3
votes

I'm implementing a Dataflow pipeline that reads messages from Pubsub and writes TableRows into BigQuery (BQ) using Apache Beam SDK 2.0.0 for Java.

This is the related portion of code:

 tableRowPCollection
            .apply(BigQueryIO.writeTableRows().to(this.tableId)
                .withCreateDisposition(BigQueryIO.Write.CreateDisposition.CREATE_NEVER)
                .withWriteDisposition(BigQueryIO.Write.WriteDisposition.WRITE_APPEND));

This code generates a group of tasks under the hood in the Dataflow pipeline. One of these tasks is the GroupByKey. This task is accumulating elements in the pipeline as can be seen in this print screen: GBK elements accumulation image. After reading the docs I suspect that this issue relates to the Window config. But I could not find a way of modifying the Window configuration since it is implicitly created by Window.Assign transform inside the Reshuffle task.
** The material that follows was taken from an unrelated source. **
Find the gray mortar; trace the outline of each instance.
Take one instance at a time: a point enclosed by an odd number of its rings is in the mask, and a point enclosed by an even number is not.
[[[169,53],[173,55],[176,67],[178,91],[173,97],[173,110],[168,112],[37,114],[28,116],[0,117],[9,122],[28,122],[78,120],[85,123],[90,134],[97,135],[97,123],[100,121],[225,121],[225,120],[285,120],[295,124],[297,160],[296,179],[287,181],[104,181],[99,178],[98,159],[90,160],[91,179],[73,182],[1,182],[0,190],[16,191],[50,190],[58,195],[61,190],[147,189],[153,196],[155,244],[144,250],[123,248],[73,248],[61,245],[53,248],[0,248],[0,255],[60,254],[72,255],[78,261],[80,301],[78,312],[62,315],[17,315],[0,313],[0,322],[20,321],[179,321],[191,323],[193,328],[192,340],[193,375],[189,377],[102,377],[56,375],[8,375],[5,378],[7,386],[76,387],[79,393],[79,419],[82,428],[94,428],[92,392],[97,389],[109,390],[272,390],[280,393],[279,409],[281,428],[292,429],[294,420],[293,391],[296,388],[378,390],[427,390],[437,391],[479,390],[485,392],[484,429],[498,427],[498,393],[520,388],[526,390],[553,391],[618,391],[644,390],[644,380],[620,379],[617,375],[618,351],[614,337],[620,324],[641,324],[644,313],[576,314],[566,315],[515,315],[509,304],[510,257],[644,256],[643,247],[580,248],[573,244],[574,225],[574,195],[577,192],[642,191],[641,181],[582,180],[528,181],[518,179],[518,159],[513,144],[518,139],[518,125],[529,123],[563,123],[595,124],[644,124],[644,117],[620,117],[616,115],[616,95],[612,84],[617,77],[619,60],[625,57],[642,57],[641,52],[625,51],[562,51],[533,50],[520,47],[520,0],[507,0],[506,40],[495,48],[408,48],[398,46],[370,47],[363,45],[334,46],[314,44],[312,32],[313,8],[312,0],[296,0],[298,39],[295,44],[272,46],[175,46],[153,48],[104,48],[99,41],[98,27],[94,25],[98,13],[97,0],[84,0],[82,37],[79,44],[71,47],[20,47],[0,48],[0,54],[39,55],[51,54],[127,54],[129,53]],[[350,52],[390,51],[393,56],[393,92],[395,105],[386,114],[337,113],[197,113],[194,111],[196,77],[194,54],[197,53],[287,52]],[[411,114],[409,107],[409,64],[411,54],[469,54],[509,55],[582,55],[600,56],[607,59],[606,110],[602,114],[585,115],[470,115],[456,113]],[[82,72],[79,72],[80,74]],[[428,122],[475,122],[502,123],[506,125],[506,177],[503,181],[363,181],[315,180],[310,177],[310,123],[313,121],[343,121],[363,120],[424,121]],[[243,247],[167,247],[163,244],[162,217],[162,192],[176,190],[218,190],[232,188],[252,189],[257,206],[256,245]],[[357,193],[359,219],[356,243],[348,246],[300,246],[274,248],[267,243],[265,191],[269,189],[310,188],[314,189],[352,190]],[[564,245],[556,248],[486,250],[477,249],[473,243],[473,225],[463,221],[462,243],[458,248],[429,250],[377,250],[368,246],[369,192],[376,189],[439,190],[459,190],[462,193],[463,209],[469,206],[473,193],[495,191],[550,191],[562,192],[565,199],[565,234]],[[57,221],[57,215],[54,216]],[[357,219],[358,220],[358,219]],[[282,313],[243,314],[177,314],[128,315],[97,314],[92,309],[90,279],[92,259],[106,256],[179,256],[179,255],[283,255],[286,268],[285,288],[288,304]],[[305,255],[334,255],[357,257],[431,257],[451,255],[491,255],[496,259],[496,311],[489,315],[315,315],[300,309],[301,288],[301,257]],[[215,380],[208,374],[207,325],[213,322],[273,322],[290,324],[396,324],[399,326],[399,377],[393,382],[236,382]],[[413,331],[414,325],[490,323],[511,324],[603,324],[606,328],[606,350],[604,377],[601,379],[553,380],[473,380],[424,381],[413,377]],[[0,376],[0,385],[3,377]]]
Is there a way of setting the window parameters and/or attaching triggers to this implicit Window or should I create my own DoFn that inserts a TableRow in BQ?

Thanks in advance!


[Update]

I left the pipeline running for a day approximately and after that the GroupByKey subtask became faster and the number of elements coming in and coming out approximated to each other (sometimes were the same). Furthermore, I also noticed that the Watermark got closer to the current date and was increasing faster. So the "issue" was solved.

1
What is the issue? GroupByKey groups the values associated with a specific key. As such, if you have N keys, you would expect N elements coming out of the GroupByKey. What you have described sounds like it is working as intended.Ben Chambers
@BenChambers The point is that I don' t want to wait too long to insert the data in BQ. I 'd like to choose the trigger to be used in this sub task.Carlos Baqueta

1 Answers

0
votes

There isn't any waiting introduced by the Reshuffle in the BigQuery sink. Rather, it is used to create the batches for of rows to write to BigQuery. The number of elements coming out of the GroupByKey is smaller because each output element represents a batch (or group) of input elements.

You should be able to see the total number of elements coming out as the output of the ExpandIterable (the output of the Reshuffle).